No one really tells you what you can do, but you are told what you cannot do.

You cannot put weight on your right leg for about 8 weeks.

You cannot run.  Ever. Again.

You cannot start any kind of weight bearing physical therapy until week six.

You cannot keep your brace unlocked while you sleep.

You cannot take your brace off unless you are doing physical therapy.

What about what I can do?  Well - do not worry about that now.  That is what I was told.

Well, that is not good enough for me.  I worry - I always worry about things, and when it comes to my health and well-being, I am going to worry.

I worry about making sure that I stretch my hip flexors and IT band.  I worry that I won't get enough exercise, and that all of my due diligence what I have worked on for years will completely dissipate.  I worry that I am going to completely go out of my mind sitting around all day long.  

There are small victories that happen each and every day, and that is what I have learned to hold on to - along with those victories are set backs as well.  An accidental slip meant weight shifted to my right leg.  Almost falling down a flight of stairs meant I placed weight on my right foot to balance.  Slowly, slowly, and things will hopefully fall (no pun intended) into place...

 


Staying Steady - part one

Rain, snow, ice, sleet, puddles, steps, sidewalks, cobblestones.  These are all things that have put an undeniable fear in me.  Welcome to life on crutches.  And it gets better - I am on crutches and not able to put any weight on my right leg for fear of ruining the intricate surgery my doctor recently performed to regrow the cartilage in my knee.

This is not my first adventure on these stilt-like walking apparatuses.  I have been on them several times before for this same knee, but my previous adventures where no where near as daring as this one.  Non-weight bearing for eight weeks is a challenge, and even more so for someone who tends to be very physically active.  I am used to waking up around 4:45am and hitting the gym to teach bootcamp classes and workout with my trainer.  That will not be happening for a while...That being said, I do not see my situation as an excuse to sit on my ass, feel sorry for myself, and let things go.

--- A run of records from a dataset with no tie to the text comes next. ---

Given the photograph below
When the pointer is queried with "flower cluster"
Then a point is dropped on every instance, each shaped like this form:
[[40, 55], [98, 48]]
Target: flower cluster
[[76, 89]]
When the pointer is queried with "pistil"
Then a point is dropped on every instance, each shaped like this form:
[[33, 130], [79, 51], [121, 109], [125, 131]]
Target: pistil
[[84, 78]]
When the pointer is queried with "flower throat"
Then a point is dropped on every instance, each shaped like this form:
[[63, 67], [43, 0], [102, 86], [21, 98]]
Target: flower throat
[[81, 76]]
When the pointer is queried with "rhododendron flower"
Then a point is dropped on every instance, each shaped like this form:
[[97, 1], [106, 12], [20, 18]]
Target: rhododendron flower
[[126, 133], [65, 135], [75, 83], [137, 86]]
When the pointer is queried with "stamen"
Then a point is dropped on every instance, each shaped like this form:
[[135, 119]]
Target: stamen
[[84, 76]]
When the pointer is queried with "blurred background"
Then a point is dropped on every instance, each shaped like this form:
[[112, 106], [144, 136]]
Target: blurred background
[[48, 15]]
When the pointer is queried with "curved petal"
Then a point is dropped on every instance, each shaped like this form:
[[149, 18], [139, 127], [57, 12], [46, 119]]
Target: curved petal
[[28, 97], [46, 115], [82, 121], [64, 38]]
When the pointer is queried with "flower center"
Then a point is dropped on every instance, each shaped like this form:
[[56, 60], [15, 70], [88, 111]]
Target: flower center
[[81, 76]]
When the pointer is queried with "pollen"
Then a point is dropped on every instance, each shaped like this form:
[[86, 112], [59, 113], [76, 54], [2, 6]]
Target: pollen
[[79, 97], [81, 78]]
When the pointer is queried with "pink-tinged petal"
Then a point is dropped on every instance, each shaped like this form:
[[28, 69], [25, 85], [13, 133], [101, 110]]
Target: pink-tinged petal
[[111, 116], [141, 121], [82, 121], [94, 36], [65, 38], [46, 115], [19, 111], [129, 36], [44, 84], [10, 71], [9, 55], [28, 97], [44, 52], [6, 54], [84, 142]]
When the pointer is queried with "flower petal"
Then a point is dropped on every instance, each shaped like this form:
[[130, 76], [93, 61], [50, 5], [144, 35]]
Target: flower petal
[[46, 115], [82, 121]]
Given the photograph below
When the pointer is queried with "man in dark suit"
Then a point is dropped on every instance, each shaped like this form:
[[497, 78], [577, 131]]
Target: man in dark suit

I have learned that simply getting around is a workout in itself.  Walking (hopping) around brings up my heart rate to almost the same level as power walking on an incline, and holding up my body on crutches throughout the day is a serious upper body exercise.  Hands, forearms, shoulders, and triceps cry out to me at the end of everyday in ways that have never happened before.  They all contract to steady my body as I move forward, sideways, and backwards in a delicate and slow balancing act just so that my right leg will not make any contact with the floor at any point in time.  These muscles contract even more in anticipation of stairs or ice outside, and exhaustion sets in once the danger passes.

Physical therapy, physical activity, and physical exhaustion are regular parts of my daily routine, however perhaps the most important in understanding that part of my leg's healing process is rest. Simple rest.  The pure act of healing is to be underestimate for the weeks to come.